Ceux qui ont suivi m'ont périple en quasi-direct, savent à quel point je suis contente d'avoir passé ces quelques jours avec les militants du FFS. (Dont je suis moi même adhérente maintenant :))

Mais j'ai rencontré aussi des élus municipaux. 

Pour la petite histoire, le FFS boycotte les élections présidentielles et législatives. La fraude est affaire d'Etat la bas. Elle s'apprend de génération en génération de dirigeants.

Le FFS, à donc décider de ne pas entrer dans la danse des hypocrites et de boycotter le bal des faux-cul.

Cela dit, le régime, en place depuis des décennies, à toutes clés pour maintenir la "démocratie" sous cloche.

Quelques exemples d'obligations auxquels doivent se plier les partis politique :

- Obligation de présenter le projet politique au régime

- Obligation que le congrès soit validé par le régime

- Fournir la liste des participants aux congrès au régime

- Obligation de faire au moins 4% sur les 3 dernières élections pour pouvoir se représenter

Autant d'exemples qui démontrent que le régime en place cherche à contrôler toutes les forces politiques du pays.

Le FFS participe donc au élections locales, pour les APC (assemblées populaires communales, l'équivalemment de nos mairies) et les APW (assemblées populaires de la wilaya, c'est à dire l'équivalent de nos départements)

Mais même, là, les manipulations du régime entrent en jeu! Lors des dernières élections, ce sont plus de 700 candidatures FFS qui ont été invalidées pour des raisons plus ou moins obscures.

Les villes et wilayas que le FFS à réussis à gagner sont soumises à un traitement de faveur : budgets bloqués, décrets électoraux non respectés,...

J'ai rencontré durant mon séjour, le Maire de Rouïba. Commune que je qualifie comme ville "miroir" de Vénissieux.

Un peu plus de 50 000 habitants, très grosse usine (type Berliet, qui y a été un moment d'ailleurs). Nous échangeons sur des problèmes communs de nos concitoyens. Je fini par comprendre que, en fait les maires, que l'on appelle d'ailleurs présidents d'APC et les présidents d'APW, n'ont aucun pouvoir de décisions sur leur commune.

Si le conseil vote des travaux ou autre chose, l'administration peut le refuser les travaux.

Rouïba, commune "riche", de part son industrie est laissée à l'abandon par l'administration (et donc le régime) parce que le FFS à réussi à leur ravir la commune.

Autre exemple de manipulation. Lors du meeting du FFS à Kherrata, dont la salle était archi-comble. 
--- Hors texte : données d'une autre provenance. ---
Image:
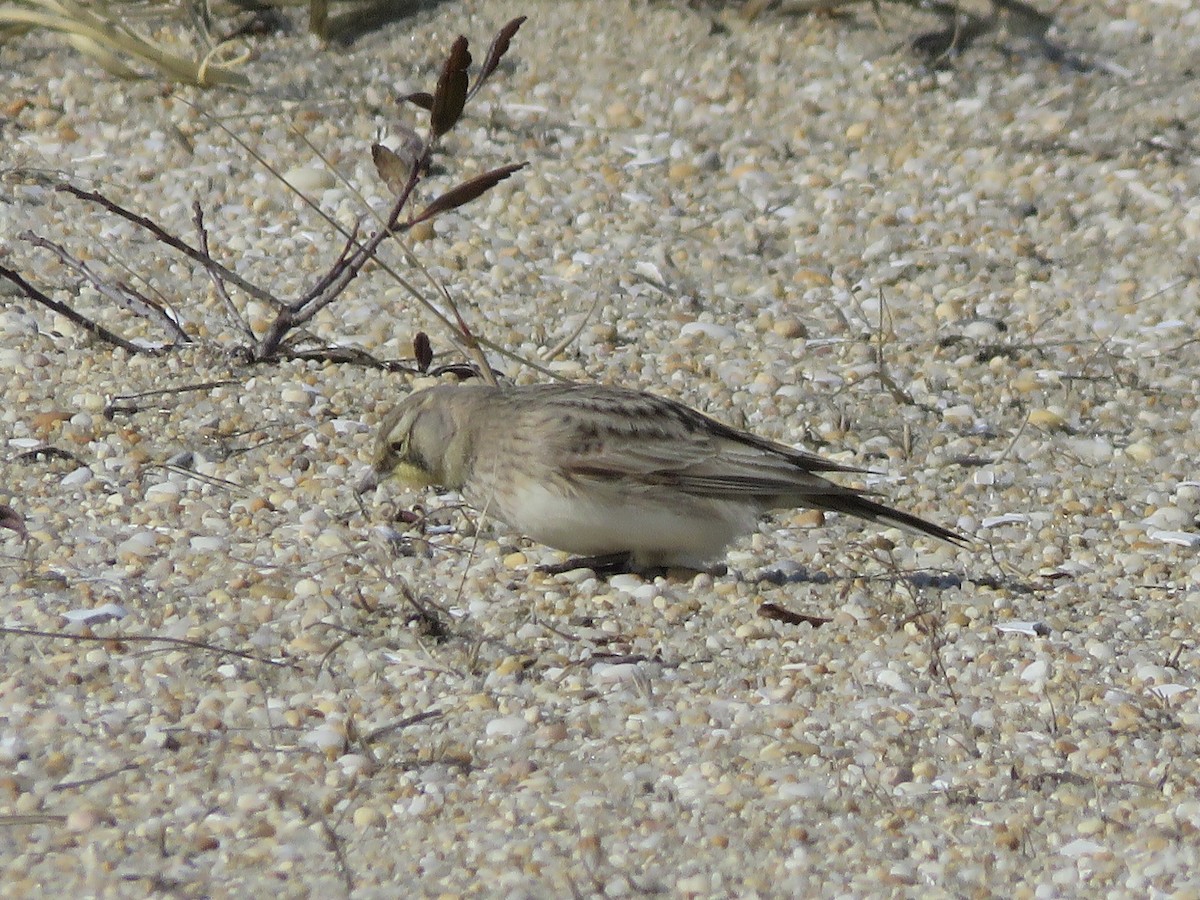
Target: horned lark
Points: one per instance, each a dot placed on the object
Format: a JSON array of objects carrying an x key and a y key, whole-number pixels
[{"x": 605, "y": 471}]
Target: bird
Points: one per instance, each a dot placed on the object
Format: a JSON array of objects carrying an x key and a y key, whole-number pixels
[{"x": 610, "y": 473}]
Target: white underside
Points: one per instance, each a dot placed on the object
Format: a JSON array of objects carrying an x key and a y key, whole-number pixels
[{"x": 684, "y": 531}]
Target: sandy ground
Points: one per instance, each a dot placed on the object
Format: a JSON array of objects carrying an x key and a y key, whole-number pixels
[{"x": 979, "y": 281}]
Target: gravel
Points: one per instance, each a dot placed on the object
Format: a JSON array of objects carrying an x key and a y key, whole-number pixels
[{"x": 978, "y": 282}]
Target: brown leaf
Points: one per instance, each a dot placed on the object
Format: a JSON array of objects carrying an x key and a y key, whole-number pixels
[
  {"x": 391, "y": 167},
  {"x": 497, "y": 51},
  {"x": 12, "y": 520},
  {"x": 451, "y": 91},
  {"x": 466, "y": 192},
  {"x": 421, "y": 99},
  {"x": 423, "y": 351}
]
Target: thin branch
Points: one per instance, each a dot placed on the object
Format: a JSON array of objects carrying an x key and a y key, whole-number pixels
[
  {"x": 119, "y": 292},
  {"x": 172, "y": 241}
]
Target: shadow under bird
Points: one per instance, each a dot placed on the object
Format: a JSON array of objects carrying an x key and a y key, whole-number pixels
[{"x": 610, "y": 472}]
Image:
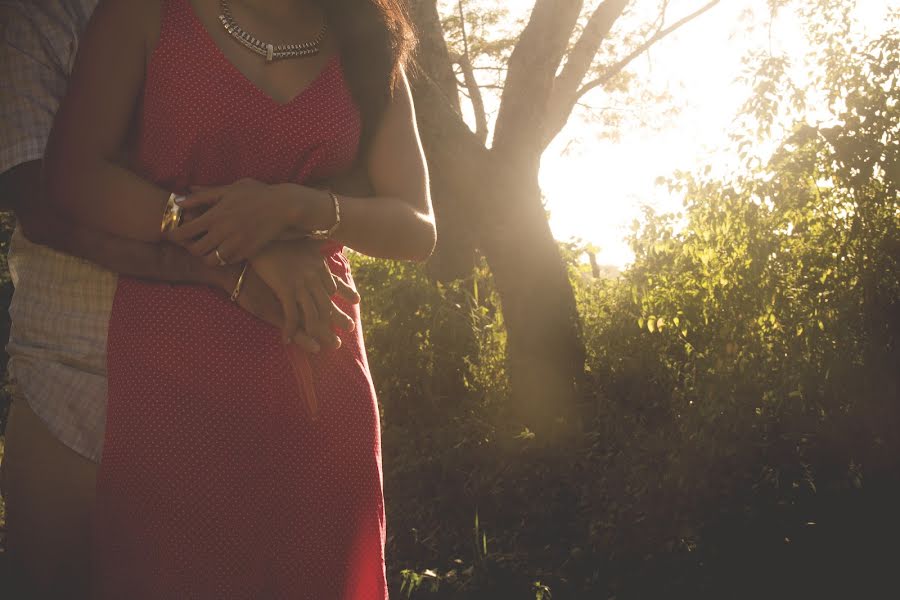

Mais la télé algérienne (chaîne unique bien sur), a attendu la fin du meeting, que les gens soient sortis pour monter sur l'estrade et filmer une salle vide.

" Vous voyez, le FFS est un parti qui ne pèse pas. Il ne représente personne", après le régionalisme, on cherche à tout prix à faire croire que le FFS ne défends le peuple algérien, alors que c'est tout l'inverse.

Il joue avec la peur des gens, en faisant ressurgir des images de la décennie noire. Il brandi l'épouvantail islamiste, dès qu'il en a l'occasion!

Toute proportion gardée, finalement, Sarkozy reproduit cela.

On veut casser les communes qui sont des lieux de résistance, avec la réforme des collectivités.

Il dirige la presse publique par la nomination du président de France télévision.

Il fait de beaux cadeaux à ses amis du CAC 40,...

Tellement de ressemblances. La droite française doit beaucoup aux dictateurs dans leur ensemble. La méthodologie politique est la même.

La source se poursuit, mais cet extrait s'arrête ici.